Uma vez explicitados os problemas fundamentais do pensamento jurídico alexyano, passo a explicitar, a seguir, as teses centrais com as quais Alexy se aproxima desses problemas. Tais teses serão, neste momento, expostas separadamente, apesar das fortes interrelações que elas mantêm umas com as outras. O objetivo aqui é iluminar cada uma das teses para que cada uma se torne claramente compreensível.

(3.1)

Teoria da argumentação jurídica

Como salientado acima, o problema fundamental examinado por Alexy no âmbito da teoria da argumentação jurídica é o problema do uso esgotável da subsunção como ferramenta lógica para dirimir controvérsias jurídicas. Na medida em que a subsunção não se acopla com todos os desafios práticos, sendo inadequada à resolução dos casos difíceis, o recurso a valorações por parte do juiz é inevitável. Valorações, entretanto, quedam sob a sombra de uma profunda suspeita de irracionalidade: valorações seriam mantos nos quais a arbitrariedade se ocultaria. Perante esse problema fundamental, Alexy elabora uma tese central para dissolvê-lo.

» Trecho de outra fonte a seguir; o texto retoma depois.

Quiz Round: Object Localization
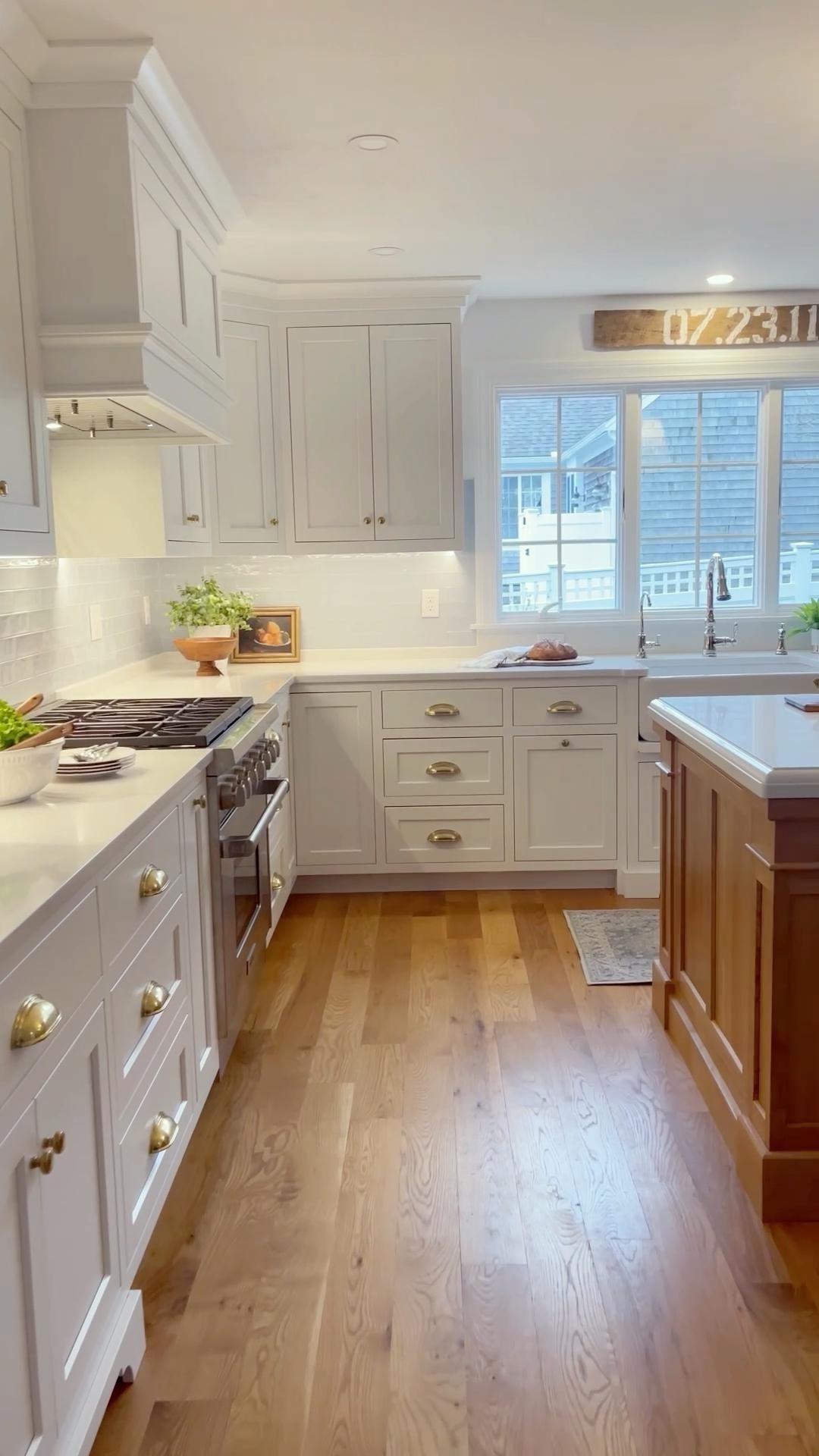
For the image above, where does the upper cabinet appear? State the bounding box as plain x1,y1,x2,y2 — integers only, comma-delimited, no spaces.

Trata-se da tese de que, quando for necessário proceder a uma valoração, o juiz deve fundamentá-la: deve fornecer uma justificação para a tomada de determinada decisão jurídica em vez de outra. Essa justificação não pode ser meramente subjetivista, senão que deve ser guiada por uma racionalidade construída e partilhável intersubjetivamente, ou seja, deve ser urdida com argumentos que possam ser questionados, verificados, reformados e aceitos ou até refutados (pois falíveis, apesar de autoritativos) por qualquer afetado pela decisão jurídica baseada na valoração. Assim, quando um juiz se encontra diante da necessidade de realizar uma valoração, ele não está autorizado a recorrer meramente a sua subjetividade, isto é, a extrair uma decisão “de sua cabeça”: de suas convicções morais, filiações políticas, crenças religiosas, metas egoístas, experiências pessoais, idiossincrasias biográficas, variações de humor. Isso tornaria a decisão judicial dependente do tamanho do pé de cada juiz e inspiraria uma incerteza devastadora quanto à aplicação oficial do direito. Uma fundamentação que contorne o subjetivismo, entretanto, não pode ser uma fundamentação baseada unicamente em proposições. É que fundamentações simplesmente semânticas (baseadas unicamente em proposições) resvalam em uma encruzilhada insolúvel, o trilema de Münchhausen. Nessa encruzilhada insidiosa, três caminhos precários se oferecem. O primeiro caminho é o do regresso ao infinito: toda proposição fundamentadora é, ao

10

mesmo tempo, carente de fundamentação e conduz a outra proposição fundamentadora igualmente carente de fundamentação. O segundo caminho é o da interrupção arbitrária: toma-se a decisão de cortar a cadeia de fundamentação em algum ponto, mas esse corte é meramente arbitrário. E o terceiro caminho é o da circularidade lógica: a proposição última se fundamenta na proposição primeira, de modo que o fundamentante fundamenta-se no fundamentado. Segundo Alexy, uma fundamentação que contorne o subjetivismo judicial nos casos difíceis não pode ser uma fundamentação meramente semântica, mas só pode ser uma fundamentação pragmática, quer dizer, uma fundamentação que se ancora nas regras constitutivas do jogo de linguagem da fundamentação jurídica: A situação pode-se evitar se a exigência de uma fundamentação de cada proposição por meio de outra proposição se substitui por uma série de exigências na atividade de fundamentação. Essas exigências podem formular-se como regras do discurso racional. As regras do discurso racional não se referem, como as da lógica, só a proposições, mas também ao comportamento do falante. Nesse sentido, podem designar-se como ‘regras pragmáticas’. O cumprimento dessas regras certamente não garante a certeza definitiva de todo resultado, mas caracteriza o resultado como racional (ALEXY, 2013, p. 179).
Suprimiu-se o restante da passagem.